New Mexican food: comfort & authentic

Get a great New Mexican meal that hits all the comfort-food notes at Tomasita’s next to the Railyard complex. Everything has been made on the premises from scratch for almost 60 years. They have one cook specializing in the sopapillas. The hot flour fried pastry that runs from breakfast to dinner. The Atrisco Plate gives you an authentic Relleno, blue-corn enchilada, and a beef taco.


Comments (8)

  1. Beth says:

    I know that the real theme of this piece is food, nothing wrong with that. I had no idea though that Santa Fe was such a hub for artists. I’d love to drop in and mooch around their studios and workshops. Then head off to some of the restaurants!

    • Neil Wolkodoff says:

      Beth, that is exactly how most people approach Santa Fe. They start with breakfast, then go to various activities/venues that include art and museums, then head to dinner. Not everyone will go to art galleries, but everyone has to eat somewhere. You have 225 choices within the city limits. Regards.

  2. Gary Childerly says:

    It was time for a renaissance of Mexican food, a lot of us were getting a little tired of the burritos and fajitas formula that was on so many menus. I’d definitely give the Soupa de Amor a go. It sounds very original and very tasty.

    • Neil Wolkodoff says:

      Gary there are really two types of Mexican food in the article. More comfort and casual, like Tomasita’s. Then there is fine dining/up-scale like Sazon. I should have made a better reference and differentiation, sorry. Sazon is pushing the boundaries with fine food as they are in Mexico City. In fact, I don’t even think you can find a burrito there.
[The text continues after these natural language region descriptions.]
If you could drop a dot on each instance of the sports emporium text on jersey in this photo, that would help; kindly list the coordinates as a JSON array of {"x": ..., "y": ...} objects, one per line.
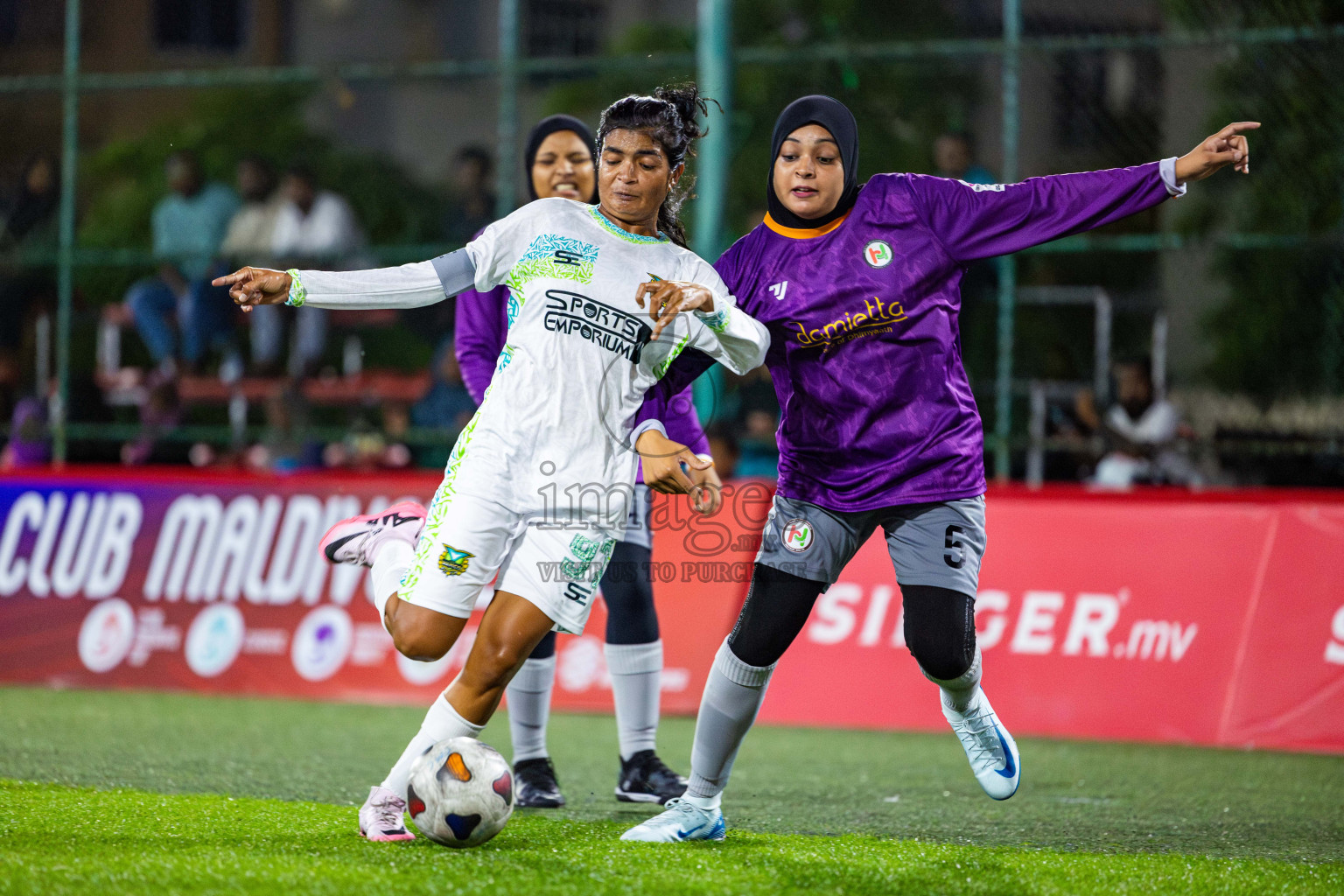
[{"x": 617, "y": 332}]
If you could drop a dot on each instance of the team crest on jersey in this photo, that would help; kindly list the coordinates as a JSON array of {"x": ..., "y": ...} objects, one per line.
[
  {"x": 453, "y": 562},
  {"x": 797, "y": 535},
  {"x": 878, "y": 253}
]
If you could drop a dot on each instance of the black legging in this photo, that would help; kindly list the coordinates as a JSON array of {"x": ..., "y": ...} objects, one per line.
[
  {"x": 940, "y": 622},
  {"x": 628, "y": 592}
]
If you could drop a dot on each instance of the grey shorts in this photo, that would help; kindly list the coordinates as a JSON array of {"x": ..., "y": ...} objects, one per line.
[{"x": 937, "y": 544}]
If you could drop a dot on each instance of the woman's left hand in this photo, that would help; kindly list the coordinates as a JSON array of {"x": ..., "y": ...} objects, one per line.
[
  {"x": 1225, "y": 148},
  {"x": 707, "y": 494},
  {"x": 669, "y": 298}
]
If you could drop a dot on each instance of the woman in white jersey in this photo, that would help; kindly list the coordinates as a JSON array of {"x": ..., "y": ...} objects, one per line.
[{"x": 538, "y": 485}]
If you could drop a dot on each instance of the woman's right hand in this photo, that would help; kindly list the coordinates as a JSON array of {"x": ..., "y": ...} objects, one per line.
[
  {"x": 662, "y": 459},
  {"x": 252, "y": 286}
]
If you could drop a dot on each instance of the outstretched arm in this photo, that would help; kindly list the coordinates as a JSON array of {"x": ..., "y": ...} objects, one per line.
[
  {"x": 406, "y": 286},
  {"x": 480, "y": 326},
  {"x": 976, "y": 222}
]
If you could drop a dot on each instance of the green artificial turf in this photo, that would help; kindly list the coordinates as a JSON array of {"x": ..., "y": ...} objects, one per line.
[
  {"x": 58, "y": 840},
  {"x": 808, "y": 810}
]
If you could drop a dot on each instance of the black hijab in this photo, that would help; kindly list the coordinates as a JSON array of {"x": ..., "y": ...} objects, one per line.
[
  {"x": 835, "y": 117},
  {"x": 544, "y": 128}
]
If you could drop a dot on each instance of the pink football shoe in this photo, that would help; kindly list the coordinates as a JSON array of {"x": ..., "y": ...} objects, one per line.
[{"x": 358, "y": 539}]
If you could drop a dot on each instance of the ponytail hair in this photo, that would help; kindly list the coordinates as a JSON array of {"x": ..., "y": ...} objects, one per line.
[{"x": 671, "y": 117}]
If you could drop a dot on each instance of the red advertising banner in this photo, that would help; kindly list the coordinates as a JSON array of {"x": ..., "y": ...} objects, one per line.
[
  {"x": 205, "y": 582},
  {"x": 1213, "y": 620}
]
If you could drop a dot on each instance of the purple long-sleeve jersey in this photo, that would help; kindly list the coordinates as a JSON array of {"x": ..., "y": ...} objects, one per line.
[
  {"x": 863, "y": 318},
  {"x": 481, "y": 326}
]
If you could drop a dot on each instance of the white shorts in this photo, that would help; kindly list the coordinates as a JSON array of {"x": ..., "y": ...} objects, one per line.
[{"x": 471, "y": 544}]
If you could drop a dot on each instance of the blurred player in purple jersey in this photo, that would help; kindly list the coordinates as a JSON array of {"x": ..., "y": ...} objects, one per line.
[
  {"x": 558, "y": 161},
  {"x": 859, "y": 286}
]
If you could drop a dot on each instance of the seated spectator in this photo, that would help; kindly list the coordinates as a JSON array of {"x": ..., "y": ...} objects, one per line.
[
  {"x": 1143, "y": 433},
  {"x": 472, "y": 205},
  {"x": 285, "y": 446},
  {"x": 448, "y": 404},
  {"x": 955, "y": 156},
  {"x": 724, "y": 449},
  {"x": 313, "y": 228},
  {"x": 253, "y": 226},
  {"x": 759, "y": 418},
  {"x": 27, "y": 226},
  {"x": 179, "y": 304}
]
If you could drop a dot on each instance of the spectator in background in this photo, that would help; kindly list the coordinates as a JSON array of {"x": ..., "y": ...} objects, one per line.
[
  {"x": 313, "y": 228},
  {"x": 252, "y": 228},
  {"x": 285, "y": 446},
  {"x": 188, "y": 228},
  {"x": 759, "y": 418},
  {"x": 448, "y": 404},
  {"x": 472, "y": 206},
  {"x": 1143, "y": 433},
  {"x": 724, "y": 449},
  {"x": 27, "y": 226},
  {"x": 955, "y": 156}
]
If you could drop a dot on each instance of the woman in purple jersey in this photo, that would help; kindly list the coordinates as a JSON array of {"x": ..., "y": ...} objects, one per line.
[
  {"x": 558, "y": 161},
  {"x": 860, "y": 290}
]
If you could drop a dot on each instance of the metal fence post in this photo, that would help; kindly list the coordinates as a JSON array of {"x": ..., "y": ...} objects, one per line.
[
  {"x": 714, "y": 74},
  {"x": 506, "y": 150},
  {"x": 65, "y": 263},
  {"x": 1007, "y": 265}
]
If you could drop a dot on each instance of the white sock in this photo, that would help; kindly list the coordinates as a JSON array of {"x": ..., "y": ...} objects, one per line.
[
  {"x": 732, "y": 696},
  {"x": 441, "y": 723},
  {"x": 390, "y": 564},
  {"x": 960, "y": 692},
  {"x": 636, "y": 675},
  {"x": 529, "y": 708}
]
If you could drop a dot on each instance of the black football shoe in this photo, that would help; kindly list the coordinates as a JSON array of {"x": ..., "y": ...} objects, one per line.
[
  {"x": 536, "y": 785},
  {"x": 647, "y": 780}
]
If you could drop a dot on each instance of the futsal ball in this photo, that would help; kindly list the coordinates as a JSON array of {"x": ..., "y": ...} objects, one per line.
[{"x": 460, "y": 793}]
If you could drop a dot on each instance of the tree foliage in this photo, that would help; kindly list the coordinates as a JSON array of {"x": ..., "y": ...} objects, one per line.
[{"x": 1283, "y": 328}]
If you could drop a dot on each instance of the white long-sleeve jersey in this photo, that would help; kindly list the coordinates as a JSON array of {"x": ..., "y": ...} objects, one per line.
[{"x": 554, "y": 431}]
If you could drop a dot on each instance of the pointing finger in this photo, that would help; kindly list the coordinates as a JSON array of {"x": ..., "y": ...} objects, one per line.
[{"x": 1238, "y": 127}]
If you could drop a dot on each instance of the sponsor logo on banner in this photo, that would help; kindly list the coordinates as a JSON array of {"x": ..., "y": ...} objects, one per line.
[
  {"x": 1335, "y": 648},
  {"x": 1043, "y": 624},
  {"x": 426, "y": 673},
  {"x": 453, "y": 562},
  {"x": 214, "y": 640},
  {"x": 797, "y": 535},
  {"x": 107, "y": 635},
  {"x": 321, "y": 644}
]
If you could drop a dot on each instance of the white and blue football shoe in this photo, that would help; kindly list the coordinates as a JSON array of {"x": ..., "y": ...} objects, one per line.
[
  {"x": 679, "y": 822},
  {"x": 990, "y": 747}
]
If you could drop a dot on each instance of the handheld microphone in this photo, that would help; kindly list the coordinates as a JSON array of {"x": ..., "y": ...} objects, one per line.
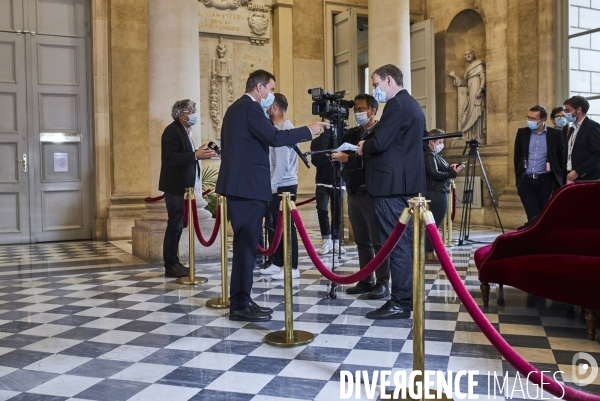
[
  {"x": 213, "y": 146},
  {"x": 301, "y": 155}
]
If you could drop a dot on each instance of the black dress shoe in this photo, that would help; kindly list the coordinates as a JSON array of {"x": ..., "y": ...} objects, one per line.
[
  {"x": 177, "y": 270},
  {"x": 249, "y": 315},
  {"x": 260, "y": 309},
  {"x": 360, "y": 288},
  {"x": 390, "y": 310},
  {"x": 380, "y": 291}
]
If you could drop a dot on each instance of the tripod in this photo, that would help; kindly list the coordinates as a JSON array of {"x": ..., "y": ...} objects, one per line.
[{"x": 465, "y": 221}]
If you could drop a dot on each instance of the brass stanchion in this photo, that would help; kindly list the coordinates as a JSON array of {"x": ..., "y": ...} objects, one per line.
[
  {"x": 192, "y": 279},
  {"x": 223, "y": 301},
  {"x": 288, "y": 337}
]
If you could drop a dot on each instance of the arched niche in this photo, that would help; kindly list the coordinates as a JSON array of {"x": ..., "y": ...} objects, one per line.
[{"x": 465, "y": 32}]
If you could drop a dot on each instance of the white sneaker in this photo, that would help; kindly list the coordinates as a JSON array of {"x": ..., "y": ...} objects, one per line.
[
  {"x": 336, "y": 247},
  {"x": 327, "y": 247},
  {"x": 279, "y": 276},
  {"x": 271, "y": 270}
]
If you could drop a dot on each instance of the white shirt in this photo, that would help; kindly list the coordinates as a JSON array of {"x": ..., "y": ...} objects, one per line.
[{"x": 576, "y": 127}]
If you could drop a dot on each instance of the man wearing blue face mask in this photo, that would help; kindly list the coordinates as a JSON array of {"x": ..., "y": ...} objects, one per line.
[
  {"x": 360, "y": 203},
  {"x": 244, "y": 179},
  {"x": 538, "y": 162},
  {"x": 395, "y": 172},
  {"x": 179, "y": 170}
]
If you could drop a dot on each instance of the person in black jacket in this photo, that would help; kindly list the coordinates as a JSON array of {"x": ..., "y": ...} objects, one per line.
[
  {"x": 179, "y": 170},
  {"x": 324, "y": 193},
  {"x": 582, "y": 155},
  {"x": 439, "y": 173},
  {"x": 360, "y": 204},
  {"x": 395, "y": 172},
  {"x": 245, "y": 181},
  {"x": 538, "y": 162}
]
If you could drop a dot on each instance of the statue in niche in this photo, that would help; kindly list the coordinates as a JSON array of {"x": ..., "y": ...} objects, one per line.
[
  {"x": 472, "y": 116},
  {"x": 224, "y": 4}
]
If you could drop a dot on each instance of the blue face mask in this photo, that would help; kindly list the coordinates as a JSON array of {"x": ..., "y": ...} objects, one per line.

Regards.

  3. Sophie Prosser says:

    I was going to say the steak as Sassella Italian looks lovely but I’m not sure if it’s stake? The rattlesnake dish is definitely one I’d steer clear of, but I guess it gets bonus points for those wanting a little more novelty for their dining experience. It’s certainly pretty unusual. I didn’t realise Four Seasons had locations in New Mexico. I always associate the brand with superior quality (and price). Personally I think the Cowgirl Cafe is more my speed. I had a BBQ brisket when I worked in the states for a while and it was so, so good.

    • Neil Wolkodoff says:

      Sophie, what you described is the great thing about Santa Fe. You can go 50 feet and go from amazing fine dining to New Mexican comfort food. That photo at Sassella is of their 32+ ounce T-bone, a really large steak to say the least. The Cowgirl is a staple for many locals, hard to go wrong there in any respect.

  4. Carolyn says:

    Nothing says that you are at leisure more than having the time to head out for breakfast, letting someone else do the cooking and clearing up. Dropping into Clafoutis for a decadent lazy French breakfast would be great for me.

    • Neil Wolkodoff says:

      Yes, Clafoutis gives you a leisurely French breakfast in a casual setting. It also offers the option of to-go items for breakfast or lunch. It’s a bakery that is also a restaurant, and a restaurant that is also a bakery. What ever suits your French-themed taste that day.